Our stereo bass mostly occupies the area below 200Hz, so we’ve set the Low band crossover slightly above that. We can now bring down only the Low band’s Width, thus leaving the stereo information higher up the frequency spectrum intact.

In StageOne 2, you also get a Phase Recovery algorithm which intelligently analyzes your stereo signal and brings your left and right signals in phase with one another. As with the other controls in StageOne 2, the Phase Recovery algorithm can be engaged on a per-band basis.

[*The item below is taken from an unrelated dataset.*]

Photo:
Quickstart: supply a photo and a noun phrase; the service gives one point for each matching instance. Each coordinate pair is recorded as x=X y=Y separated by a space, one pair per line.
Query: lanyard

StageOne 2 is the ultimate width and depth plugin and is the ideal tool for a range of applications, including mixing your low-end. To see how it works for yourself, you can download a free one-month trial now.

5. Reference regularly

During the mixing process, it’s easy to lose sight of the sound you’re trying to achieve. This is particularly true when focusing on a particular instrument or frequency range, such as your bass or low-end. Using professionally mixed and mastered reference tracks can help you to recalibrate your ears, and can guide you towards how your finished mix should sound.

As well as using reference tracks, it’s good practice to reference your mix on as many different playback systems as possible. By regularly exporting a version of your mix and playing it out of different speaker systems, you can make more accurate and reliable mixing decisions.

Alternatively, you can simulate another speaker system’s frequency response within your DAW. Armed with the knowledge that most mobile phone speakers don’t extend below 500Hz, try placing an EQ on your master that cuts below that point. This should give you an idea of how your mix will sound when played out of a mobile phone.